The first has been decapitated. Her severe eyes, colour gone,
could stare out seas or deserts, but instead gaze over a sliproad
to the retail park. This one's legs, which your current squeeze
poses inbetween for a digital photo, not a polaroid,
are still shapely despite the mould. That one's almost still whole,
I think she holds a discus, or is it chips? She's too far away. That one,
the short one, her pointing wrist now buried in the ground holds up
just her head and torso, like a paraplegic breakdancer. The one with a bob
hefts a thick book, and longingly surveys a flat on the run-down blocks.
Drizzle hunts your eye from some far-up granite rill.
The martial one looks up and out for planes, will never meet your gaze,
and the one you always overlook is just an unsmiling bust. It's ironic,
what you now have to pay to see what was once immanent.

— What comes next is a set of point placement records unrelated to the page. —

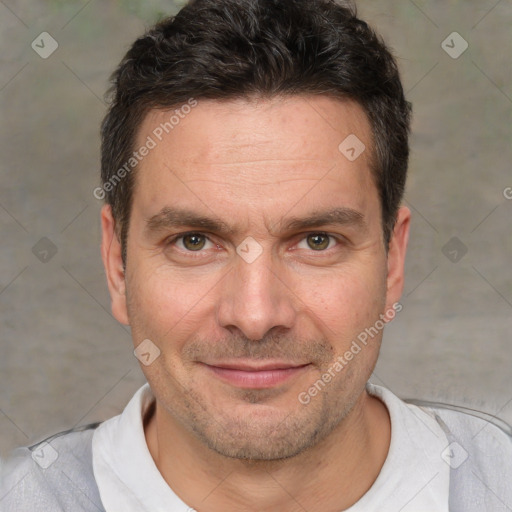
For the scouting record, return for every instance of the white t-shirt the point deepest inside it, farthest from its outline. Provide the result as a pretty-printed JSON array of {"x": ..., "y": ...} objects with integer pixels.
[{"x": 414, "y": 477}]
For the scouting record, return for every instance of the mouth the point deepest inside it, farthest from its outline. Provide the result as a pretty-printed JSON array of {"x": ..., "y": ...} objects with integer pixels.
[{"x": 255, "y": 375}]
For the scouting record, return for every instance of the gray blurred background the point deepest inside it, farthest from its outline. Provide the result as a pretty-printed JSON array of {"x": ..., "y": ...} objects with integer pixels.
[{"x": 65, "y": 361}]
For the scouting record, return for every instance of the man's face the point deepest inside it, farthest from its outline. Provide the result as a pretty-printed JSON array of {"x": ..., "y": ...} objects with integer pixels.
[{"x": 255, "y": 257}]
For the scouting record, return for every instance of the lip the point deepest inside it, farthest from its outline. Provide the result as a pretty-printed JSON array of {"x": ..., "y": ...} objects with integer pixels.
[{"x": 255, "y": 375}]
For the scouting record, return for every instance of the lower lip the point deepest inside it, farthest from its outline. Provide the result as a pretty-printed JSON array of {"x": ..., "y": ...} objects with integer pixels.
[{"x": 257, "y": 379}]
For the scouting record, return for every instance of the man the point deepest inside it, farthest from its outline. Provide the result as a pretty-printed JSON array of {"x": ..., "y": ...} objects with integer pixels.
[{"x": 253, "y": 162}]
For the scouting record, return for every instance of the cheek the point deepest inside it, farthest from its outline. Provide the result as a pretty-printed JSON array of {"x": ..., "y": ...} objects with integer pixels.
[
  {"x": 346, "y": 301},
  {"x": 165, "y": 304}
]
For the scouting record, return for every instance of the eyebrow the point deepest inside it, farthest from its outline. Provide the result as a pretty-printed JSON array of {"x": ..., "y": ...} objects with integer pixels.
[{"x": 169, "y": 217}]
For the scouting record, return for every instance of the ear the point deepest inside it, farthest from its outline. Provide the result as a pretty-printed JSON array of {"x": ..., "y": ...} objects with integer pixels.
[
  {"x": 113, "y": 263},
  {"x": 396, "y": 256}
]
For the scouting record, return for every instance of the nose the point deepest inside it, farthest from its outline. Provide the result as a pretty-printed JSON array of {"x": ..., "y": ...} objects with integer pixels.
[{"x": 256, "y": 298}]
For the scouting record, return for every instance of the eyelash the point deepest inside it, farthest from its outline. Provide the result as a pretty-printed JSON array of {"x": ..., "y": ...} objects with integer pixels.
[{"x": 175, "y": 238}]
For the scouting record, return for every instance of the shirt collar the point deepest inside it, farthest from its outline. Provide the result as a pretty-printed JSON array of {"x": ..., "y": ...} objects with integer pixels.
[{"x": 414, "y": 477}]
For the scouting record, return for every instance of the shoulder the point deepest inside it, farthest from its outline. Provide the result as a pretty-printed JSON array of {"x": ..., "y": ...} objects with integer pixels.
[
  {"x": 53, "y": 475},
  {"x": 479, "y": 453}
]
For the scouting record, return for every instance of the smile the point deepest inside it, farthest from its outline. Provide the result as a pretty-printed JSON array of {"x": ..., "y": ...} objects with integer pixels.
[{"x": 255, "y": 376}]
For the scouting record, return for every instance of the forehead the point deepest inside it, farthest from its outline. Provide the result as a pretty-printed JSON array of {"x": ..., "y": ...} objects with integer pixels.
[{"x": 262, "y": 154}]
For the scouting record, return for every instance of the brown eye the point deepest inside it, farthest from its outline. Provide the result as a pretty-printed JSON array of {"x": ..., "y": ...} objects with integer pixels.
[
  {"x": 318, "y": 241},
  {"x": 194, "y": 241}
]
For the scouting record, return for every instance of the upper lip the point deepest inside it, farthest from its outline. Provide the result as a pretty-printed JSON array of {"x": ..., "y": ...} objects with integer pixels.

Your current's in the gift shop so your artistic eye can't size her up.
Suns set. Atoms swap. Whichever hands hewed these megaliths
from the porphyry, pumice, basalt, held too much memory of lust.



Slightly based on George Szirtes' Busby Berkely in the Soviet Union, and not actually based on any specific ex-grrrrrlfiends at all, no, not one bit so don't go looking. Feedback welcome, comrades.